Certainly as gameplayers we put up with learning openings in chess, learning conventions in bridge, learning patterns in Go and so on... but these days I'm very reluctant to take on a new game if it suffers from this ubiquitous design flaw.
|Date:||May 27th, 2005 02:02 am (UTC)|| |
Are there any games that don't to some extent? Although I agree that some games fall more into that category than others and like you I tend to prefer games where I large amount of experience or knowledge isn't too much of an advantage. However part of the enjoyment of playing games is seeing ways to play them better and improving how you play. Any game that gives you that enjoyment will probably favour an experienced player over an unexperienced one.
It's a fundamental problem with assessing students at mathematics. If somebody has seen a problem or one similar to it before it's easy, if they haven't then it's difficult. Obviously there's a huge grey area inbetween. Imagine trying to prove theorems in Galois Theory from scratch compared with proving them when you've seen the proofs in lectures.
I wonder if somebody could come up with an objective way of testing of mathematical intelligence and if they could whether it'd be fun to do different versions of the test repeatedly.
Well... what can I say except that I'm impressed. Not only a pretty much perfect analysis, but you raise some interesting questions too.
Hard to work out who you really are from your LJ userinfo, but consider yourself randomly 'friend'-ed on principle !
(Aside: I actually did
try to prove the main results from Galois Theory before I'd met the proofs in the lectures. And yes, it was hard. Or at least I'd like to think so, since I didn't cleanly complete any of them.
|Date:||May 27th, 2005 07:31 am (UTC)|| |
I think I have met you via OUSFG people rather a long time ago...
|Date:||May 27th, 2005 07:31 am (UTC)|| |
Or maybe via Hanbury?
Either is really quite likely... Or both. Oxford's like that some days.
Fair enough, but I doubt you'll find many games at all with the learning curve that attracts you: deep enough to reward repeated play and improvement, not so immediately steep as to make your initial experience horribly uncompetitive compared to veterans.
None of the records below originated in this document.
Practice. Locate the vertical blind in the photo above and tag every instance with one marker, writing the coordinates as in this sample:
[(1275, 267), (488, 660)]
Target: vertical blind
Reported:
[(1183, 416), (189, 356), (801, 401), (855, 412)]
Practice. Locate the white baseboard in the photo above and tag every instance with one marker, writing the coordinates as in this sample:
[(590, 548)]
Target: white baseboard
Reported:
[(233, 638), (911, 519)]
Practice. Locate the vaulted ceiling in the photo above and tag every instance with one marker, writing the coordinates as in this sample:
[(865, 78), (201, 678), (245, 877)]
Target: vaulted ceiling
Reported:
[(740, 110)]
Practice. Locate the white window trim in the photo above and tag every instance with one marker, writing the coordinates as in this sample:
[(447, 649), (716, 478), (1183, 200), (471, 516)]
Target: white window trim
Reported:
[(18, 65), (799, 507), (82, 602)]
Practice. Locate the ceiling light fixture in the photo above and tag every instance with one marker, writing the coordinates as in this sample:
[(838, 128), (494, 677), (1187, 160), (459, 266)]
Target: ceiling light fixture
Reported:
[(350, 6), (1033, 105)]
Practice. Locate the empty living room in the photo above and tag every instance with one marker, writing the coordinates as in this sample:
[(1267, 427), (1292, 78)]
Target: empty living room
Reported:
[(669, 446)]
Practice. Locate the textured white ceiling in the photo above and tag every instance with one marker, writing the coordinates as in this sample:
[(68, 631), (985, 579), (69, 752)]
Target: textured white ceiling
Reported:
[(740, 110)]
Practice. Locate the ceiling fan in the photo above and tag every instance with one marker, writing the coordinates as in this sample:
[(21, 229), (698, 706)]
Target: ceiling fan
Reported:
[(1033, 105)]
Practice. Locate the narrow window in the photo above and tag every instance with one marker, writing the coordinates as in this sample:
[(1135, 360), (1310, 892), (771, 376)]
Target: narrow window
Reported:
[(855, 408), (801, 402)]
In fact, I suspect that either I've misunderstood your requirements or you're looking for a contradiction in terms. :-)
This may well still be a fun 2½ hours spent in a new game universe compared to 2½ hours spent exploring some other sort of game universe. Or possibly not - depends on how much you like puzzles, really! I maintain that if the concept of a timed logic puzzle contest has appeal then this is currently the most entertaining practical realisation of the concept.
Let me put it this way: if I was going to devote some time to puzzles (which I may do, one of these days) I'd be much more tempted by the MIT Mystery Hunt.
I doubt you'll find many games at all with the learning curve that attracts you
You're certainly not wrong there. I take up very few games these days and spend far more time designing them.
I suspect that either I've misunderstood your requirements or you're looking for a contradiction in terms.
I don't yet know enough to answer that definitively. Some remark about Holy Grails seems appropriate here... <grin>
Can't fault your taste. Consider penciling parts of Friday 13th (ooh!) to Monday 16th January in for the hunt in your calendar.